JUNIOR ACHIEVEMENT COMPANY FINDS NEW USES FOR TRANEMO FABRIC
Tranemo was asked by the Junior Achievement company Flameless if we would consider selling them waste fabric to support their business of making flame retardant aprons.
. The fledgling business was run by Jonathan Anderson, Peter Hörstedt, Vendela Palmqvist and Ida Andersson. This seemed to be a natural partnership for Tranemo, in line with our World Care vision. We were also curious about the company and took the opportunity to interview the young people behind the apron business.
How did you come up with this business idea?
We had access to some flame retardant waste fabric. So we thought, what can we do with this to make it useful? Someone suggested making aprons. It seemed like a good idea, easy to manufacture, and we can sell a lot.
How did you develop the design?
We called a number of chefs to ask them what features they would like in an apron. We learned that the aprons should have a pocket and a towel loop sewn on the front.
What’s unique about your apron?
Safety is the most important feature, but we also like to point out that each apron is unique. We combine them with a variety of different pockets and towel loops. If you buy an apron from us, every one is unique. And we only use waste materials – even the leather and packaging they come in. This makes it a very environmentally friendly product. It’s important to us that our products are environmentally friendly.
How is manufacturing working out?
The pieces are cut by Tranemo.
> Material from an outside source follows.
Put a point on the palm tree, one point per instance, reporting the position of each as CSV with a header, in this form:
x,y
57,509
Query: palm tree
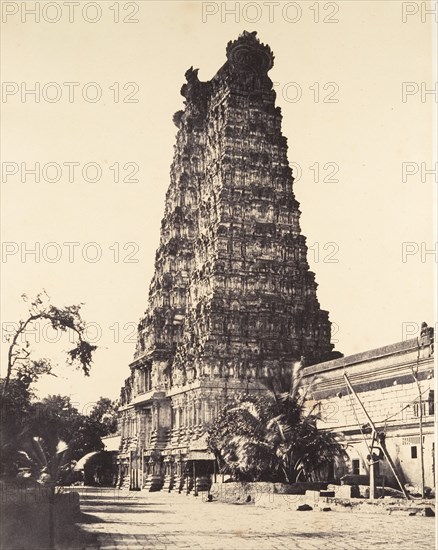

Then the aprons are stitched together at Idésömnad in Borås. The pockets and towel loops are made of leather from Elmo. We sew these on ourselves. It’s important to us that all the manufacturing is done locally. We had the option of making them in Poland but we decided against that. Everything should be local. The image we are promoting is sustainability.
So who buys your aprons?
Right now a lot of them go to companies. We have marketed the apron to companies as a Christmas gift. We have also sold a large number to individuals through social media, trade fairs and Christmas markets.
What have you learned from running a Junior Achievement company?
That it’s important to have a vision and goal for the future. We have also learned a lot about production and regulations. We have gained insight into how to run a business – how you should conduct yourself and how you build a brand.
What are your thoughts on the future of the company?
Right now we only make aprons, but the plan is to start making gloves, pot holders and towels.